🎦 Lawrence of Arabia full movie HD download (David Lean) - Drama, Adventure, Biography, History, War. 🎬
Lawrence of Arabia
Drama, Adventure, Biography, History, War
IMDB rating:
David Lean
Peter O'Toole as T.E. Lawrence
Alec Guinness as Prince Feisal
Anthony Quinn as Auda abu Tayi
Jack Hawkins as General Lord Edmund Allenby
Omar Sharif as Sherif Ali
José Ferrer as Turkish Bey
Anthony Quayle as Colonel Brighton
Claude Rains as Mr.
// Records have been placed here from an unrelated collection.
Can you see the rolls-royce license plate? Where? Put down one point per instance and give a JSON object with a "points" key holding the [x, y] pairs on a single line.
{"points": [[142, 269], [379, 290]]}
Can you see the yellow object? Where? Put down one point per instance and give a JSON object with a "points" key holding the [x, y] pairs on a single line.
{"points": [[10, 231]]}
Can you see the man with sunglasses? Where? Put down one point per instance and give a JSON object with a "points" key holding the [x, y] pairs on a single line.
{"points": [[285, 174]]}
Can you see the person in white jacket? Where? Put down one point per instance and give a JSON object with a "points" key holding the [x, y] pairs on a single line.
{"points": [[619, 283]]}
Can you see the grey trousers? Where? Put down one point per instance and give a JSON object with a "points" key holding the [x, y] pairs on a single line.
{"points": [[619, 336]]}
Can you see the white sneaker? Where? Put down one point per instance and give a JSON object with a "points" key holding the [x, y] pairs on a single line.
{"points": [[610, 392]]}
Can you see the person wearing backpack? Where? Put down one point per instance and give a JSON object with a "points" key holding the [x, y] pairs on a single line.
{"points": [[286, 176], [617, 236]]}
Dryden
Arthur Kennedy as Jackson Bentley
Donald Wolfit as General Sir Archibald Murray
I.S. Johar as Gasim
Gamil Ratib as Majid
Michel Ray as Farraj
John Dimech as Daud
Storyline: An inordinately complex man who has been labeled everything from hero, to charlatan, to sadist, Thomas Edward Lawrence blazed his way to glory in the Arabian desert, then sought anonymity as a common soldier under an assumed name. The story opens with the death of Lawrence in a motorcycle accident in Dorset at the age of 46, then flashbacks to recount his adventures: as a young intelligence officer in Cairo in 1916, he is given leave to investigate the progress of the Arab revolt against the Turks in World War I. In the desert, he organizes a guerrilla army and--for two years--leads the Arabs in harassing the Turks with desert raids, train-wrecking and camel attacks. Eventually, he leads his army northward and helps a British General destroy the power of the Ottoman Empire.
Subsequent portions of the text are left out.